Desta vez, podemos fazer um PSI melhor. Não precisamos nem devemos fechar totalmente o mercado à competição e às cadeias globais de valor. Mas não podemos abdicar de um crescimento autônomo, que permita certa independência em relação aos ventos da economia internacional e às variações do dólar.

Novo, também, porque o PSI agora deve ser acompanhado das exportações como meta. Para isso, é necessário um elevado volume de importações. A corrente de comércio (exportações mais importações) precisa ser alta. Os saldos comerciais almejados devem ser crescentes e se transformar em objetivo. É essencial uma política industrial e de comércio exterior que, além de desvalorizar o câmbio, incentive a inovação e possibilite um sinal claro de que queremos incrementar as exportações.

O PSI deve ser meta de governo, em especial naqueles itens de maior valor agregado: itens da saúde, produtos químicos, eletroeletrônicos, novos materiais e softwares. É fundamental que programas ligados a investimentos em petróleo e gás, defesa, mobilidade, softwares, e saúde recoloquem com ênfase temas como índices de nacionalização crescentes.

Esta obrigatoriedade deve ser complementada por ações que incentivem os empresários a buscarem a nacionalização: financiamento; desonerações tributárias; incorporação de tecnologias mais avançadas; inovação tecnológica; parcerias internacionais; qualificação profissional; garantia de encomendas governamentais, entre outras.
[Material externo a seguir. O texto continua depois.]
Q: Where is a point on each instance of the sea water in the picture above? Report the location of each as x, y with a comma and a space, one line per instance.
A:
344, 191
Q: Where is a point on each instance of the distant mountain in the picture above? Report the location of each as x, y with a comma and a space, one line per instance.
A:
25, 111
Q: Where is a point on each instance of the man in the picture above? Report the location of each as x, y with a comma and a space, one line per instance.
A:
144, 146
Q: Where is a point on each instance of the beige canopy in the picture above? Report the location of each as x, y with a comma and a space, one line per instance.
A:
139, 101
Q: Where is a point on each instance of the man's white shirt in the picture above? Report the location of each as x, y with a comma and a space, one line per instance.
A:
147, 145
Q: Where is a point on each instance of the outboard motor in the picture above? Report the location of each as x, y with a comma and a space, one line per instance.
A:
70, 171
O formato de APLs (Arranjos Produtivos Locais) parece ser adequado para este conjunto de ações.

Um plano nacional de substituição de importações dessa natureza – no qual o Grande ABC pode buscar novamente ter papel protagonista – deveria se iniciar pela cadeia produtiva da saúde, de forma a produzir rapidamente os itens necessários ao combate ao coronavírus.

O PSI nas áreas de alta densidade tecnológica não é simples. É tarefa para décadas. É preciso começar.